Le G8 est illégitime pour gouverner le monde. Néanmoins, les pays qui le composent sont les plus puissants de la planète et ont des responsabilités particulières. Les récentes campagnes citoyennes lancées par Agir ici ont pointé ces responsabilités et émis des revendications.

Commerce

Les pays du G8 sont les véritables maîtres du jeu lors des négociations commerciales qui se déroulent dans le cadre de l'OMC. Les pays pauvres qui subissent des pressions pour s'engager toujours plus avant dans de nouvelles négociations en sont les grands perdants. Celles relatives à la libéralisation des services (Accord général sur le commerce des services - AGCS) illustrent parfaitement cette réalité.

Les pays du G8 doivent se prononcer en faveur d'un moratoire des négociations autour de l'AGCS tant qu'une évaluation, indépendante et pluraliste, de l'impact des politiques de libéralisation des services n'aura pas été menée.

Les pays du G8 doivent défendre publiquement l'exclusion des services fondamentaux de l'AGCS.

Les pays du G8 sont appelés à refuser le lancement de négociations sur l'investissement à Cancun qui contribueraient, en privilégiant le droits des investisseurs, à réduire la capacité des gouvernements à décider de mesures politiques favorables au développement..

Responsabilité sociale et environnementale des entreprises

Les pays du G8 sont aussi ceux où se trouvent les sièges sociaux des principales multinationales de la planète.

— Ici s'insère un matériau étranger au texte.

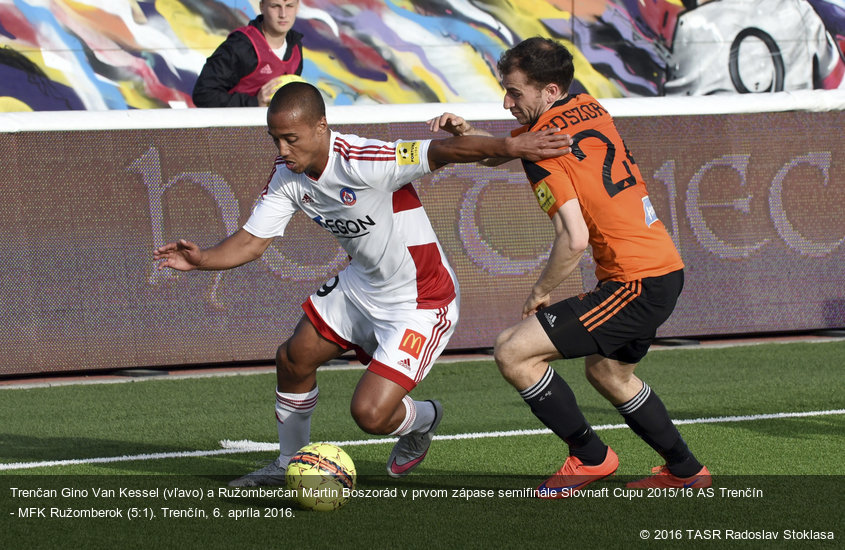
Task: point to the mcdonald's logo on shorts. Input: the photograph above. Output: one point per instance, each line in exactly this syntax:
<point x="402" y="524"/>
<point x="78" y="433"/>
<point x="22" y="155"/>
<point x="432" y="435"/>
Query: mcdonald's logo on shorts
<point x="412" y="343"/>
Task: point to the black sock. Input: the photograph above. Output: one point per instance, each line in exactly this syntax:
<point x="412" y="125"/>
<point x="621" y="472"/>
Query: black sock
<point x="647" y="417"/>
<point x="552" y="401"/>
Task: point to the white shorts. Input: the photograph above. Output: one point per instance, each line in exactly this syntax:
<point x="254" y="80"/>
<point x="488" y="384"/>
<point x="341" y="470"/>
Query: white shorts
<point x="400" y="343"/>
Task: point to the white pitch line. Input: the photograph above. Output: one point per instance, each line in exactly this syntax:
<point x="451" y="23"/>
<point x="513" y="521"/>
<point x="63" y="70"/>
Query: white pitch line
<point x="246" y="446"/>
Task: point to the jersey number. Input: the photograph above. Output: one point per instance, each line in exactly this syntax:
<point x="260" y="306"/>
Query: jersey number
<point x="612" y="187"/>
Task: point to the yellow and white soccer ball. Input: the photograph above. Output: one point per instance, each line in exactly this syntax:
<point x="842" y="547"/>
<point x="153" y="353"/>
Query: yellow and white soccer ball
<point x="322" y="475"/>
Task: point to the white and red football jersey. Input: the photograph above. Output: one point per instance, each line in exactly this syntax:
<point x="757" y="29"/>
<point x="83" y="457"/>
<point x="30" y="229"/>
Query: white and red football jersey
<point x="365" y="198"/>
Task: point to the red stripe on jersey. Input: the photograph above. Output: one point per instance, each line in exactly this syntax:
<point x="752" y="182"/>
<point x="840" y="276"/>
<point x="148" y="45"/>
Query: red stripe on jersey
<point x="366" y="152"/>
<point x="322" y="327"/>
<point x="437" y="333"/>
<point x="406" y="198"/>
<point x="434" y="284"/>
<point x="393" y="375"/>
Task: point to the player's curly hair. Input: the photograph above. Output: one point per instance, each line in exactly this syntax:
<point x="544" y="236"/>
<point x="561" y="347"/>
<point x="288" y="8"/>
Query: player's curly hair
<point x="542" y="60"/>
<point x="299" y="95"/>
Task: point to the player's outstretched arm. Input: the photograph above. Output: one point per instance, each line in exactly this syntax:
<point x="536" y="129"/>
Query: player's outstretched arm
<point x="459" y="126"/>
<point x="531" y="146"/>
<point x="237" y="249"/>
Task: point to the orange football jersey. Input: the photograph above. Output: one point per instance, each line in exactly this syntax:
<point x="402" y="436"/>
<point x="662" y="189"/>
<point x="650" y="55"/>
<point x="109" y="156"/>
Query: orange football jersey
<point x="627" y="239"/>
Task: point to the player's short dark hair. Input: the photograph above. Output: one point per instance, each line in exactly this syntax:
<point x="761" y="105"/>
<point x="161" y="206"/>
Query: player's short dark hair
<point x="299" y="96"/>
<point x="543" y="61"/>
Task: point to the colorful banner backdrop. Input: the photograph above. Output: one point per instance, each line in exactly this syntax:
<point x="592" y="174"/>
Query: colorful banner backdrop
<point x="751" y="201"/>
<point x="133" y="54"/>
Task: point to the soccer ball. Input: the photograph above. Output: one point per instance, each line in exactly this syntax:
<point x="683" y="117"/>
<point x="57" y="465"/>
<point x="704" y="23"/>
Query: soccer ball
<point x="322" y="475"/>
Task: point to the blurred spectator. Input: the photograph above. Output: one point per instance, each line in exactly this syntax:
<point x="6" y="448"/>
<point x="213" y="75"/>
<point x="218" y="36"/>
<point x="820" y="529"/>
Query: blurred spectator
<point x="253" y="61"/>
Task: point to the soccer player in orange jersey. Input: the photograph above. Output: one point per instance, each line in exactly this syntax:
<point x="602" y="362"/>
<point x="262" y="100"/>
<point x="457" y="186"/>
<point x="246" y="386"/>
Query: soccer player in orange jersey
<point x="594" y="196"/>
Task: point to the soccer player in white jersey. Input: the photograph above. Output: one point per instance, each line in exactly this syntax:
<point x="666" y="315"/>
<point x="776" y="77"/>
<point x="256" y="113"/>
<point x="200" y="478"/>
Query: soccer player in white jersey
<point x="396" y="303"/>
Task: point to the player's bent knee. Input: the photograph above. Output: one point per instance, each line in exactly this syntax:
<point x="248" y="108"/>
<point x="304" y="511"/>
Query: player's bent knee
<point x="290" y="370"/>
<point x="370" y="419"/>
<point x="507" y="354"/>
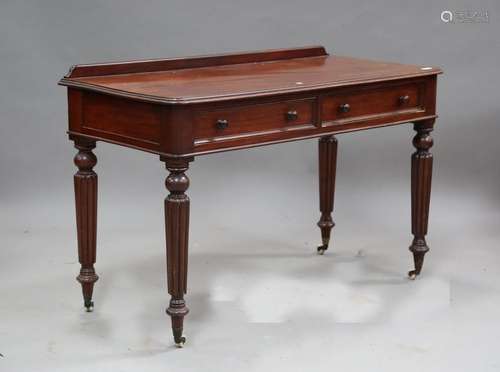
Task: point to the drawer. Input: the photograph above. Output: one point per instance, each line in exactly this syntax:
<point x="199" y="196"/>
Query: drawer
<point x="372" y="102"/>
<point x="248" y="120"/>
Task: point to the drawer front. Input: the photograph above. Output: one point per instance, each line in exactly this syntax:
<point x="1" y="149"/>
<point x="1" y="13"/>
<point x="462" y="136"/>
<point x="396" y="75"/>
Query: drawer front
<point x="253" y="119"/>
<point x="372" y="102"/>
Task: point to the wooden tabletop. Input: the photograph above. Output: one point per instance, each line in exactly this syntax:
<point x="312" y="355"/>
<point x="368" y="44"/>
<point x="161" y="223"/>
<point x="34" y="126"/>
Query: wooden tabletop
<point x="218" y="78"/>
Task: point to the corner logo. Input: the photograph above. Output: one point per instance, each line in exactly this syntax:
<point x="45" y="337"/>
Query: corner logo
<point x="465" y="16"/>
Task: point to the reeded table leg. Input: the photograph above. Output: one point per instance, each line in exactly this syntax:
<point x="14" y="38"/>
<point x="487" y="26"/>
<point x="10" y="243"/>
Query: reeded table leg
<point x="177" y="232"/>
<point x="327" y="171"/>
<point x="421" y="176"/>
<point x="86" y="216"/>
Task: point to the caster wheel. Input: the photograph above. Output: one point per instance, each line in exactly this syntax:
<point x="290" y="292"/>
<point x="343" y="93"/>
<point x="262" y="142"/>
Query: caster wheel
<point x="321" y="250"/>
<point x="180" y="343"/>
<point x="89" y="307"/>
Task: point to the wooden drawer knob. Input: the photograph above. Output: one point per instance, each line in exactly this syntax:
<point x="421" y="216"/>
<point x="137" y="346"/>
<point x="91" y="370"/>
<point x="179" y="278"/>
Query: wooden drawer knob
<point x="403" y="100"/>
<point x="222" y="124"/>
<point x="345" y="107"/>
<point x="292" y="115"/>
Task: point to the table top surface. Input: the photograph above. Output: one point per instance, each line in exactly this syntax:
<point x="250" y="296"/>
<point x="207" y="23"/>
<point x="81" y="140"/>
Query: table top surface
<point x="173" y="83"/>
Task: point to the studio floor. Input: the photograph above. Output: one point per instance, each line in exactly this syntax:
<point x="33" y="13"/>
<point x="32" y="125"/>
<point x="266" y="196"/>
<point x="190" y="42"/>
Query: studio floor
<point x="259" y="301"/>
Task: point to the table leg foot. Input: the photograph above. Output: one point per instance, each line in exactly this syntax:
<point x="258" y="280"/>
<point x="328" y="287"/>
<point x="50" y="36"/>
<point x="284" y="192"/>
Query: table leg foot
<point x="177" y="311"/>
<point x="85" y="182"/>
<point x="327" y="170"/>
<point x="421" y="177"/>
<point x="177" y="233"/>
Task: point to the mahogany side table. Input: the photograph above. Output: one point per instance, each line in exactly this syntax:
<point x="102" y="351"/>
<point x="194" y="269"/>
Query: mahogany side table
<point x="185" y="107"/>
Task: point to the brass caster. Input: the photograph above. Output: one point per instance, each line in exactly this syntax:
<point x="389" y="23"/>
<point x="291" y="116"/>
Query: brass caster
<point x="180" y="342"/>
<point x="89" y="306"/>
<point x="322" y="249"/>
<point x="412" y="275"/>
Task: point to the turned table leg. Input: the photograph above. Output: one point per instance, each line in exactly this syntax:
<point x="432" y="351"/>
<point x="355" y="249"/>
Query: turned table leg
<point x="421" y="176"/>
<point x="177" y="232"/>
<point x="327" y="170"/>
<point x="86" y="216"/>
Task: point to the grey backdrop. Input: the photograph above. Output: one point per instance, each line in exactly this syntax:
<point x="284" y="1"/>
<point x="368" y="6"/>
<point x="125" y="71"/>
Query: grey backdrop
<point x="40" y="40"/>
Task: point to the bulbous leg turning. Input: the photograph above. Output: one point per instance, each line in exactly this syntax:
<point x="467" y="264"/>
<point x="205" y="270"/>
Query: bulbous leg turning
<point x="327" y="169"/>
<point x="421" y="177"/>
<point x="177" y="233"/>
<point x="85" y="181"/>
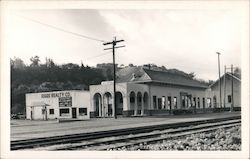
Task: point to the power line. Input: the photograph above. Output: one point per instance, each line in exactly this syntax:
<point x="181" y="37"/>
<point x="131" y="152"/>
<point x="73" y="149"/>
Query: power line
<point x="99" y="55"/>
<point x="60" y="29"/>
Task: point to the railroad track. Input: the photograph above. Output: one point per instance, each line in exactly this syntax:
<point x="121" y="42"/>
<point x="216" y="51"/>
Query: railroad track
<point x="113" y="139"/>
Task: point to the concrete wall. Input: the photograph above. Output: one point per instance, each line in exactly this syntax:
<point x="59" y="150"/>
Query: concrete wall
<point x="214" y="91"/>
<point x="35" y="103"/>
<point x="174" y="91"/>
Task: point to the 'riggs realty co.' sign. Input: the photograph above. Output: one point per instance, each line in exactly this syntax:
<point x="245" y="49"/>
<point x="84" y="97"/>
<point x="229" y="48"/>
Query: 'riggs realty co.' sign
<point x="64" y="98"/>
<point x="56" y="95"/>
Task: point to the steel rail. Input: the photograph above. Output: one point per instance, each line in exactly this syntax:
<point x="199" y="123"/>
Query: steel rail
<point x="94" y="144"/>
<point x="38" y="142"/>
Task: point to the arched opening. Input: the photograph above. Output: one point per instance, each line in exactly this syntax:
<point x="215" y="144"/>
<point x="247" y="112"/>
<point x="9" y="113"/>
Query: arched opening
<point x="145" y="101"/>
<point x="119" y="103"/>
<point x="139" y="102"/>
<point x="98" y="104"/>
<point x="107" y="107"/>
<point x="215" y="101"/>
<point x="132" y="100"/>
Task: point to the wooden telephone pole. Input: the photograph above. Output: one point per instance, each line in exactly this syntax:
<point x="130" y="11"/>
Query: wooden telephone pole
<point x="219" y="77"/>
<point x="113" y="43"/>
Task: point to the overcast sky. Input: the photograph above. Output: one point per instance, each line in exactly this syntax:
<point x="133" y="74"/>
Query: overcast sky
<point x="184" y="39"/>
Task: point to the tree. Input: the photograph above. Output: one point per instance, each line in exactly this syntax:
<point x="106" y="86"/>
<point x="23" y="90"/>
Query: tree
<point x="34" y="61"/>
<point x="49" y="62"/>
<point x="17" y="63"/>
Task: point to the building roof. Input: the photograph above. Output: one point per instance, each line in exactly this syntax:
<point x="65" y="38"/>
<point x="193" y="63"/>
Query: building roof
<point x="143" y="75"/>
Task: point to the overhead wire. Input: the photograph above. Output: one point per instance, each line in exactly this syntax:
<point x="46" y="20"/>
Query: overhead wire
<point x="69" y="32"/>
<point x="60" y="29"/>
<point x="99" y="55"/>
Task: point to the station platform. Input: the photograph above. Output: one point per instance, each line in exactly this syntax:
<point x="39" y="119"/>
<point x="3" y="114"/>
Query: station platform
<point x="27" y="129"/>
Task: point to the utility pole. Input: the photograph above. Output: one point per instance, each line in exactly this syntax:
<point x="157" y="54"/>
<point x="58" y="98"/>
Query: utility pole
<point x="225" y="69"/>
<point x="232" y="89"/>
<point x="232" y="100"/>
<point x="113" y="43"/>
<point x="219" y="75"/>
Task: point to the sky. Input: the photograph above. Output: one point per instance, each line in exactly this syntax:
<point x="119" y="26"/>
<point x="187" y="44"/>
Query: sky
<point x="185" y="39"/>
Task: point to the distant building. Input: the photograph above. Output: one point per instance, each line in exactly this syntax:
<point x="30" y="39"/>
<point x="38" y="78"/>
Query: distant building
<point x="139" y="91"/>
<point x="71" y="104"/>
<point x="142" y="91"/>
<point x="227" y="99"/>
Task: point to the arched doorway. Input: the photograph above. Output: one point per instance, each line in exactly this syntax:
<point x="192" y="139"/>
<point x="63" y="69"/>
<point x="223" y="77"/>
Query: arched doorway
<point x="145" y="102"/>
<point x="107" y="107"/>
<point x="215" y="101"/>
<point x="98" y="104"/>
<point x="139" y="102"/>
<point x="119" y="103"/>
<point x="132" y="100"/>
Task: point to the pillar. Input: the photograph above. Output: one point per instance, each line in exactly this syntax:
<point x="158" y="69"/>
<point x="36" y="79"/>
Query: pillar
<point x="100" y="107"/>
<point x="113" y="106"/>
<point x="135" y="106"/>
<point x="142" y="107"/>
<point x="103" y="107"/>
<point x="126" y="103"/>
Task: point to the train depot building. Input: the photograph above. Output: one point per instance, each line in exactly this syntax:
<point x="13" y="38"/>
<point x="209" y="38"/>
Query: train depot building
<point x="73" y="104"/>
<point x="139" y="92"/>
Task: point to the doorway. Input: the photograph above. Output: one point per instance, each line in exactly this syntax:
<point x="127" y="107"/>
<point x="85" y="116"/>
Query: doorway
<point x="74" y="113"/>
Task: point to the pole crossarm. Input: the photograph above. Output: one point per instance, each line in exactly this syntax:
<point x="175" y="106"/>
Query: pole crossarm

Ces entreprises sont devenues plus puissantes que de nombreux Etats. Pourtant, elles ne sont pas comptables de leurs actes et des dommages causés par leurs activités sur les droits humains et l'environnement.

Les pays du G8 doivent engager des négociations pour la mise en place d'un instrument international juridiquement contraignant réglementant la responsabilité sociale et environnementale des entreprises.

Dette

Les pays du G8 sont les principaux créanciers des pays les plus pauvres de la planète. Ces pays continuent à rembourser chaque année près de 400 milliards de dollars aux pays les plus riches.

Les pays du G8 doivent s'engager à annuler la dette des pays pauvres et à mettre en place un mécanisme juste et transparent de gestion des situations de surendettement.

Institutions financières internationales

Les pays du G8 sont les actionnaires majoritaires du FMI et de la Banque mondiale, cumulant plus de 50% des droits de vote au sein des Conseils d'administration. Ils ont ainsi les moyens d'orienter les politiques des pays pauvres qui ne sont pas équitablement représentés au sein de ces institutions.

Les pays du G8 doivent poser la question de la gouvernance de ces institutions et rééquilibrer, en faveur des pays pauvres, le système de représentation au sein des instances dirigeantes.

Afrique

Les pays du G8 représentent à eux seuls 80 % des richesses mondiales (PIB). L'Afrique et ses 782 millions d'habitants : 2 %. Abandonné à une marginalisation constante, le continent africain est la victime la plus criante d'un système économique fondamentalement injuste : il ne représente aujourd'hui qu'à peine 1% du commerce international.

Le NEPAD (Nouveau partenariat pour le développement de l'Afrique), présenté comme la panacée par les pays du G8, ne pourra offrir un cadre pour le développement du continent qu'à condition que les populations concernées soient pleinement associées à la définition, la mise en œuvre et le contrôle des politiques de développement.

Transferts d'armes

Les pays du G8 réalisent à eux seuls 90 % des exportations d'armes dans le monde. Ces armes attisent des conflits meurtriers partout sur la planète, dont les premières victimes sont les populations civiles.

Les pays du G8 doivent mettre un terme aux transferts d'armes les plus scandaleux et s'engager à négocier une convention internationale pour le contrôle des transferts d'armes.